This discussion has been locked.
You can no longer post new replies to this discussion. If you have a question you can start a new discussion

compute performance between cpu and mali gpu?

I'am trying use opencl to replace some matrix multiplication and vector compute. but the gpu always slower cpu 2--4 times.

In cpu we use neon simd,in gpu i also use vector like float4,float16 .

I do those test on MT6753(ARM-A53 @ 1.5GHz,Mali T720)

the data types are all float .

who have do same jobs on Mali gpu,I wonder  is there any optimize possble?

I wish GPU would fast than CPU. If you done some jobs which fast than CPU on GPU please help me.

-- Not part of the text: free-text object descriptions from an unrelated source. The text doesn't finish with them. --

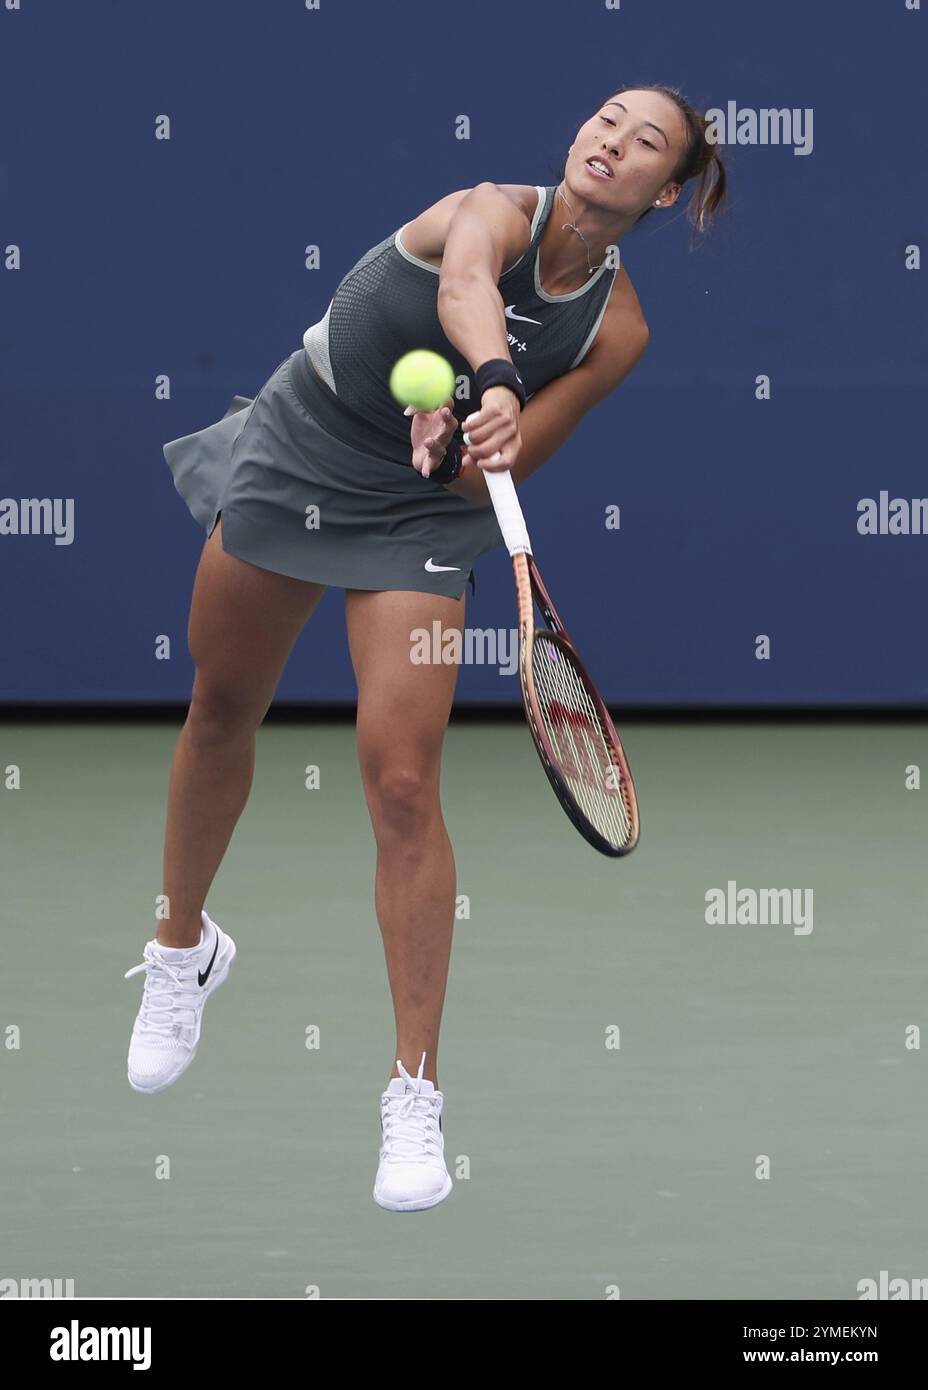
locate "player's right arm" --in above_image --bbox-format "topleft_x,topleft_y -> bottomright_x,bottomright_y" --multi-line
437,183 -> 532,474
399,183 -> 533,480
434,182 -> 532,371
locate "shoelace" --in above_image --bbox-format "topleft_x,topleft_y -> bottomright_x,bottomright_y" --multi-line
124,944 -> 199,1036
380,1053 -> 444,1164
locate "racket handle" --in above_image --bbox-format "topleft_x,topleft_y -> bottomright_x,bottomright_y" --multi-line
483,469 -> 532,557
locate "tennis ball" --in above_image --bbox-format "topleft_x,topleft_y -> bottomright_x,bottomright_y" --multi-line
390,350 -> 455,413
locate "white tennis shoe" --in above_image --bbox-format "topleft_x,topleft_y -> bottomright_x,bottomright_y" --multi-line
373,1051 -> 453,1212
124,910 -> 236,1094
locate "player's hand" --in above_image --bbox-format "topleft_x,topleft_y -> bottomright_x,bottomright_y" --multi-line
461,386 -> 522,474
405,397 -> 458,479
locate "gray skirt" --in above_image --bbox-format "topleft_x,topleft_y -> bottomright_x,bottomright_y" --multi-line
163,349 -> 505,599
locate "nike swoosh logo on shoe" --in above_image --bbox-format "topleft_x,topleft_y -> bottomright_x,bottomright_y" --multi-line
198,927 -> 220,986
424,558 -> 461,572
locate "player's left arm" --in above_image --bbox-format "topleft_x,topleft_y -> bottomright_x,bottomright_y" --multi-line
443,291 -> 650,505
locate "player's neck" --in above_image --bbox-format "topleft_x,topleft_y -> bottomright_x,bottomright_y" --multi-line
539,185 -> 634,293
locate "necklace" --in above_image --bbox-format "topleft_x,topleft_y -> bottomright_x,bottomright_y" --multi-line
555,184 -> 605,276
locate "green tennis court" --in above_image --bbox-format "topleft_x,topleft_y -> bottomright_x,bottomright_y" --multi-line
2,716 -> 924,1299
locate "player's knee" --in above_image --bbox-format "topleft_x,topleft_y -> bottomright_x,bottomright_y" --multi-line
186,682 -> 264,745
368,764 -> 434,837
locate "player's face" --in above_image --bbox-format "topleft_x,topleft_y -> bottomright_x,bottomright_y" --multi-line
568,89 -> 687,216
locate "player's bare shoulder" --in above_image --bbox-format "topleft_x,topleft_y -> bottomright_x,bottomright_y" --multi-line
397,184 -> 538,268
495,184 -> 543,223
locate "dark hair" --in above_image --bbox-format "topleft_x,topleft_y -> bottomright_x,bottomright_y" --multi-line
554,83 -> 730,249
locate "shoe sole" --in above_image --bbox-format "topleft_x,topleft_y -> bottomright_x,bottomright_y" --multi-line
373,1172 -> 453,1212
128,936 -> 237,1095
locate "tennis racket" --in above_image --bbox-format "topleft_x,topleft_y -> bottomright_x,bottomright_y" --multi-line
482,468 -> 639,857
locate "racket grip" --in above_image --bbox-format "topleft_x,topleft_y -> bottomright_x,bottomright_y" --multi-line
483,469 -> 532,557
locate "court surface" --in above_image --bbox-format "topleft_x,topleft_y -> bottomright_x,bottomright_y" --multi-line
1,717 -> 925,1300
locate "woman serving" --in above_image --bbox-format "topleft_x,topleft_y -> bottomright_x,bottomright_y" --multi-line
126,83 -> 728,1212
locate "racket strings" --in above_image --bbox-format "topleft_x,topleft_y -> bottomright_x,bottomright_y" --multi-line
530,633 -> 633,849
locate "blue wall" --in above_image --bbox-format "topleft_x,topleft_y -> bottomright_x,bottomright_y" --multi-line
2,0 -> 925,705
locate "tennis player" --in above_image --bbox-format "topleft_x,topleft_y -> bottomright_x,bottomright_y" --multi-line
125,84 -> 728,1212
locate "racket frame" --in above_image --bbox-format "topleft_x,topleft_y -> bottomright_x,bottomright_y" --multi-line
514,552 -> 640,856
482,467 -> 640,857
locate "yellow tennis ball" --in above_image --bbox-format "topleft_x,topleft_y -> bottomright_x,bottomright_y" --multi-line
390,350 -> 455,412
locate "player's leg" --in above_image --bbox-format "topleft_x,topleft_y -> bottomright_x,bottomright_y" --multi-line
127,518 -> 326,1095
160,516 -> 326,947
345,585 -> 466,1092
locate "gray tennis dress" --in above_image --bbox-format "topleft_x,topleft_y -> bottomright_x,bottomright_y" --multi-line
163,184 -> 618,600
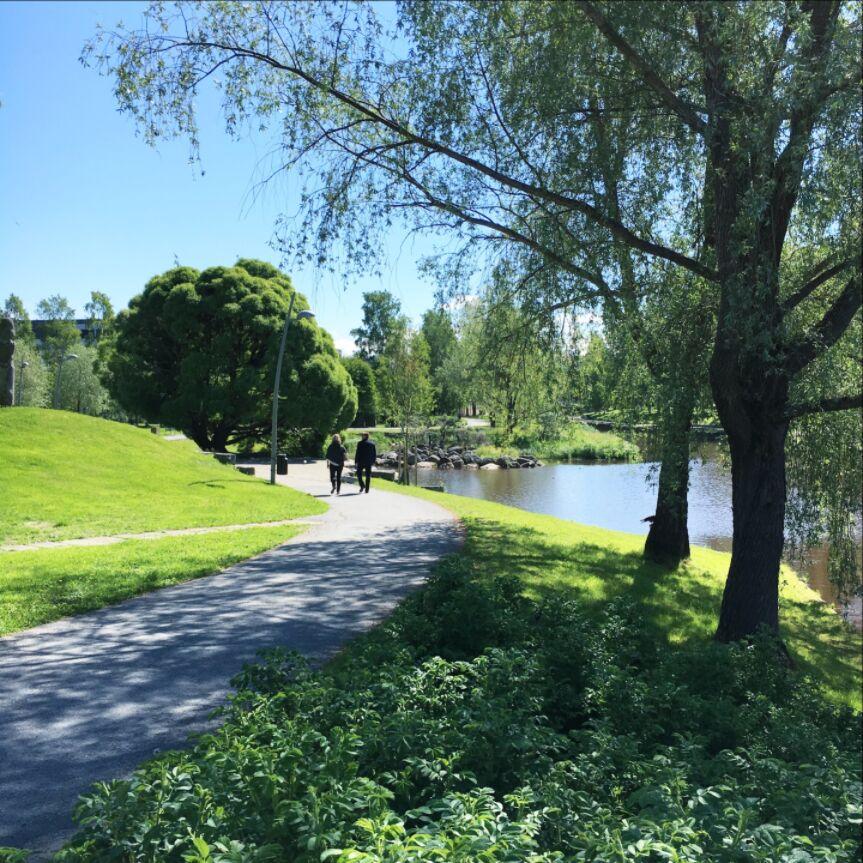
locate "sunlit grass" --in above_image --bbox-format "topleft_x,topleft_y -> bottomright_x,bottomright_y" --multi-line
385,484 -> 862,710
0,409 -> 325,543
0,525 -> 305,635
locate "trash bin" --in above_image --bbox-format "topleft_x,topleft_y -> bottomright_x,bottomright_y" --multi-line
277,453 -> 288,475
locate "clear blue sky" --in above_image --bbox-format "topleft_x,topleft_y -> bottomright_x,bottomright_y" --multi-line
0,1 -> 439,353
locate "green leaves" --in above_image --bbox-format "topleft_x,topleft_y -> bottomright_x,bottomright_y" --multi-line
52,562 -> 862,863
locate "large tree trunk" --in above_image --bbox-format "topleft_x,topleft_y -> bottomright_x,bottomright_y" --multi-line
715,420 -> 788,640
644,393 -> 694,565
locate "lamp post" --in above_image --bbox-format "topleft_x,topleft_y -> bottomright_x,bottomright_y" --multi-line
270,298 -> 315,484
17,360 -> 29,406
53,353 -> 78,409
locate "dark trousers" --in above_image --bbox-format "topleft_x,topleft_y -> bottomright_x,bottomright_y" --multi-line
329,463 -> 343,492
356,465 -> 372,491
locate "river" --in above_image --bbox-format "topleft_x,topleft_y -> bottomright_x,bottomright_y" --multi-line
415,448 -> 862,628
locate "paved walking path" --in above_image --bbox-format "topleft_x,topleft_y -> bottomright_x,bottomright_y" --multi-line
0,463 -> 460,856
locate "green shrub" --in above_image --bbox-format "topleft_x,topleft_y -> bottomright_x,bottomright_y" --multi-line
55,557 -> 861,863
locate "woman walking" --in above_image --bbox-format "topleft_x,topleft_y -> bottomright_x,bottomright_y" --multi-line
325,433 -> 347,495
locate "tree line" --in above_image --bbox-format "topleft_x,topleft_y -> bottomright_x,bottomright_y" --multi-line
3,291 -> 116,415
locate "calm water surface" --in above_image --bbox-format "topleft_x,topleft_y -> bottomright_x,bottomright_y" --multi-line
417,456 -> 862,627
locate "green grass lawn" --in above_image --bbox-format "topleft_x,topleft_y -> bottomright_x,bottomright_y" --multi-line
0,524 -> 304,635
383,483 -> 862,710
0,409 -> 326,543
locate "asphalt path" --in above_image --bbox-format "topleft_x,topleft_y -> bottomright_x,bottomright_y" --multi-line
0,462 -> 460,856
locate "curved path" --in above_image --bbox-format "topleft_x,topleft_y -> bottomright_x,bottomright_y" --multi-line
0,463 -> 460,856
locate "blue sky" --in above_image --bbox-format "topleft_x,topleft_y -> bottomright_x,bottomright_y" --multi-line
0,1 -> 439,353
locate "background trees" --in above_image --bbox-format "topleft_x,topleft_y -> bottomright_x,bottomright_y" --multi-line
350,291 -> 403,366
377,325 -> 435,483
341,357 -> 379,427
108,259 -> 357,451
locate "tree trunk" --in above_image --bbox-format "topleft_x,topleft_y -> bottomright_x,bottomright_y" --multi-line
715,420 -> 788,640
644,393 -> 694,565
212,428 -> 229,453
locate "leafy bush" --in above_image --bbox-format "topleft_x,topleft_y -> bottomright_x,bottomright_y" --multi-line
55,559 -> 861,862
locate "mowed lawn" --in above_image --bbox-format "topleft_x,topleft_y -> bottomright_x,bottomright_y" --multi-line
0,409 -> 325,544
0,525 -> 304,635
385,484 -> 863,710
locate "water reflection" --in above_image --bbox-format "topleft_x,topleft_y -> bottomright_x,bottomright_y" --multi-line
417,457 -> 862,628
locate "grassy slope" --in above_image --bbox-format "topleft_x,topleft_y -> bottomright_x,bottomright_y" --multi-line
0,409 -> 325,543
383,483 -> 862,710
0,525 -> 304,635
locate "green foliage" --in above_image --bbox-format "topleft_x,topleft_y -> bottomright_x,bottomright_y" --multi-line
0,525 -> 304,636
342,356 -> 379,427
54,554 -> 861,862
420,308 -> 461,414
36,294 -> 80,371
11,339 -> 50,407
350,291 -> 403,366
107,259 -> 356,451
577,333 -> 613,413
53,344 -> 108,416
3,294 -> 34,344
0,409 -> 325,544
475,421 -> 639,462
377,328 -> 435,430
83,291 -> 114,346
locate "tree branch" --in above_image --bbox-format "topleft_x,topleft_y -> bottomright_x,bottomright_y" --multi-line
786,274 -> 862,375
174,36 -> 718,282
782,257 -> 853,313
785,392 -> 862,421
575,1 -> 708,136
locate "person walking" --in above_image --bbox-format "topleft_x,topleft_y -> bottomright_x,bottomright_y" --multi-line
325,433 -> 347,495
354,432 -> 377,493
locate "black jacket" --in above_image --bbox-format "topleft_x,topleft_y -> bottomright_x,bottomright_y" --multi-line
325,442 -> 347,466
354,439 -> 377,468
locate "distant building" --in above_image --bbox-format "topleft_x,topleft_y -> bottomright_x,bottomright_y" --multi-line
30,319 -> 98,346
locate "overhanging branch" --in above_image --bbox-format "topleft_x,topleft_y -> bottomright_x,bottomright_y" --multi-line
785,392 -> 862,421
167,35 -> 718,282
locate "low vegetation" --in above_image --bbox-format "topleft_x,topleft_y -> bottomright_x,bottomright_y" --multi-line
48,487 -> 860,862
0,409 -> 325,544
475,421 -> 639,462
0,525 -> 304,636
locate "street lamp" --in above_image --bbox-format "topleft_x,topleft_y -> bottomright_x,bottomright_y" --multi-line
17,360 -> 29,406
270,296 -> 315,484
53,353 -> 78,409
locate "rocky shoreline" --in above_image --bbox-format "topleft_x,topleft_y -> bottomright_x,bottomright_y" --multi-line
376,444 -> 542,471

I need some base data between mali cpu and gpu compute performance eg : GFLOPS and so on

Fist I map the memobj to cpu,and write data in it, then unmap the memobj,run opencl kernel ,after kernel finish ,map memobj,read result.

the memobj created by CL_MEM_ALLOC_HOST_PTR, I also think maybe I can use  fillbuffer ,read buffer and write buffer.

I know I can do some optimize :

1. choose a better memobj create way and read/write or copy memobj

2. rewrite the kernel function

please give some basic performance data,I really don't know how fast I can get in GPU.If you  have some experience on this please help me.